$\Newextarrow{\xhookrightarrow}{10,10}{0x21AA}$
Corollary 4.8.8.23. Let $F: \operatorname{\mathcal{C}}\rightarrow \operatorname{\mathcal{D}}$ be a functor of $\infty $-categories. For every integer $n$, the following conditions are equivalent:
- $(1)$
The functor $F$ is essentially $n$-categorical.
- $(2)$
The functor $F$ factors as a composition $\operatorname{\mathcal{C}}\xrightarrow {F'} \operatorname{\mathcal{D}}' \xrightarrow {G} \operatorname{\mathcal{D}}$, where $F'$ is an equivalence of $\infty $-categories and $G$ is an $n$-categorical isofibration.
Proof.
The implication $(2) \Rightarrow (1)$ follows from Proposition 4.8.6.35 (together with Remark 4.8.5.18).

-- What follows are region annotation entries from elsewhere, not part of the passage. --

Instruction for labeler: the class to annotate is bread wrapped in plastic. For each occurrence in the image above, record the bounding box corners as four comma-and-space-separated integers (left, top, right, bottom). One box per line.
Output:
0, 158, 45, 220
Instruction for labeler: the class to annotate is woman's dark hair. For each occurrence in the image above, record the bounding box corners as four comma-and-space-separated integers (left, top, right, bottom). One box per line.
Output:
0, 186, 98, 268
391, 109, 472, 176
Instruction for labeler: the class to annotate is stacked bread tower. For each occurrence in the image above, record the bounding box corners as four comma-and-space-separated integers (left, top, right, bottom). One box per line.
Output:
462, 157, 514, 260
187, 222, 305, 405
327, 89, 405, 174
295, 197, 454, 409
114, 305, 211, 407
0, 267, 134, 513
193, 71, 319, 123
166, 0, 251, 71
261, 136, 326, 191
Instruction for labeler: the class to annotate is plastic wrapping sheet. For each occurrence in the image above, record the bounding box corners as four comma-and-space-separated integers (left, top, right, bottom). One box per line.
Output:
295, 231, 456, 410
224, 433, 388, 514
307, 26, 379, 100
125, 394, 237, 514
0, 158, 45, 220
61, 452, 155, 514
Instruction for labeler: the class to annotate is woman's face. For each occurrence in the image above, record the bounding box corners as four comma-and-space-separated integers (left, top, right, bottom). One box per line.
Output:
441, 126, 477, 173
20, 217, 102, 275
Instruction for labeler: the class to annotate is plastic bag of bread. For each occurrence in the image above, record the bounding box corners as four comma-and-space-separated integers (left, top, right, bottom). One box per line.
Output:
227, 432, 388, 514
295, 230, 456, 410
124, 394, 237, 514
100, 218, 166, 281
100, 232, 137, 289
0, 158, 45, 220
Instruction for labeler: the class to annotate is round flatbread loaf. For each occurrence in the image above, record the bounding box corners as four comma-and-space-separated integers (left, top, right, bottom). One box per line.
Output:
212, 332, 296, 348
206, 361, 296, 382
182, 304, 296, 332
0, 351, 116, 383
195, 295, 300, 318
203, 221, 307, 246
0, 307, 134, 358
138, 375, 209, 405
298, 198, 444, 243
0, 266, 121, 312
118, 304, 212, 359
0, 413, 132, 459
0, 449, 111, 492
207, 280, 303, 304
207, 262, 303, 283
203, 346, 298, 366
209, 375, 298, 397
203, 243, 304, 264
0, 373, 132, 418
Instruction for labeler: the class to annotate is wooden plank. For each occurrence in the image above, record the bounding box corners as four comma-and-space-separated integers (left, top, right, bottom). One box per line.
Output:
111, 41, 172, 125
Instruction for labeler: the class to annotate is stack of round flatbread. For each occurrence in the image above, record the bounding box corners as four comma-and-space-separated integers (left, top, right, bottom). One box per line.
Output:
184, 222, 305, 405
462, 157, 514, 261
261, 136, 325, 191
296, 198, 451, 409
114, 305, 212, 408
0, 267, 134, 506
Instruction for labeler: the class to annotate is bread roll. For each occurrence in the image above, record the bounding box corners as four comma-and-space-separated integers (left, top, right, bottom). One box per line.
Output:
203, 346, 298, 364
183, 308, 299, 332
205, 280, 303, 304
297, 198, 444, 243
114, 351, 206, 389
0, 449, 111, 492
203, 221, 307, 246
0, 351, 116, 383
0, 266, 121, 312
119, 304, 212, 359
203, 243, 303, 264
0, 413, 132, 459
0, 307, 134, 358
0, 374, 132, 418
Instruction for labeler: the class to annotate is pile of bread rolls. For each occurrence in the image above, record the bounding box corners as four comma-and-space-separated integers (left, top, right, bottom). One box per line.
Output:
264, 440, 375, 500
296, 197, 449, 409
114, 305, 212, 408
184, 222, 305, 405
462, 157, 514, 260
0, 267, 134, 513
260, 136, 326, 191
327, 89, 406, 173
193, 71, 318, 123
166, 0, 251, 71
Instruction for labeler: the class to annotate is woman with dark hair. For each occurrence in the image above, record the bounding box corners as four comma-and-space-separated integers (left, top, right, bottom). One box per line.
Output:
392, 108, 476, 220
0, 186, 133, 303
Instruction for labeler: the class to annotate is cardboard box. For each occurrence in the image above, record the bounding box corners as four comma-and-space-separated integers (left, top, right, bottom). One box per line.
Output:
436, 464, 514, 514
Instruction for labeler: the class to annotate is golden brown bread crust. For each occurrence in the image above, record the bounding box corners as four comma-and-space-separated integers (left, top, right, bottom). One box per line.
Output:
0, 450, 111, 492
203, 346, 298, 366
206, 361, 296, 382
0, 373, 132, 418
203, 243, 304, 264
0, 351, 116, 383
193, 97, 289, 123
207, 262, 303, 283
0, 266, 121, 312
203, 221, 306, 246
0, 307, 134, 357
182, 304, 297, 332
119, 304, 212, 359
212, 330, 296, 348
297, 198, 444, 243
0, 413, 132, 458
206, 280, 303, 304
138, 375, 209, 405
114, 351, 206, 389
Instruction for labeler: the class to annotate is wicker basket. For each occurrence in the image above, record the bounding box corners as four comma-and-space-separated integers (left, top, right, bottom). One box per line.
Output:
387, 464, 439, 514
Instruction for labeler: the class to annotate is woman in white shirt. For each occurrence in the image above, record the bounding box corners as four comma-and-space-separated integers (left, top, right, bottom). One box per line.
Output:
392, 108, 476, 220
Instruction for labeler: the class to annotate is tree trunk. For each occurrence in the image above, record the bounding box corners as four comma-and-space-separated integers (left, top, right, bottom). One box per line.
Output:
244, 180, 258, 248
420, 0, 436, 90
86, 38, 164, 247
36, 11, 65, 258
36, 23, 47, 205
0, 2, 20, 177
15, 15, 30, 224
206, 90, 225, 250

To prove the converse, we may assume without loss of generality that $F$ is an isofibration (Corollary 4.5.2.23). In this case, the factorization $\operatorname{\mathcal{C}}\xrightarrow {F'} \mathrm{h}_{\mathit{\leq n}}\mathit{(\operatorname{\mathcal{C}}/\operatorname{\mathcal{D}})} \xrightarrow {G} \operatorname{\mathcal{D}}$ of Remark 4.8.8.15 has the desired properties: Proposition 4.8.8.22 guarantees that $F'$ is an equivalence of $\infty $-categories, Proposition 4.8.8.21 guarantees that $G$ is an isofibration, and Proposition 4.8.8.14 guarantees that $G$ is $n$-categorical.
$\square$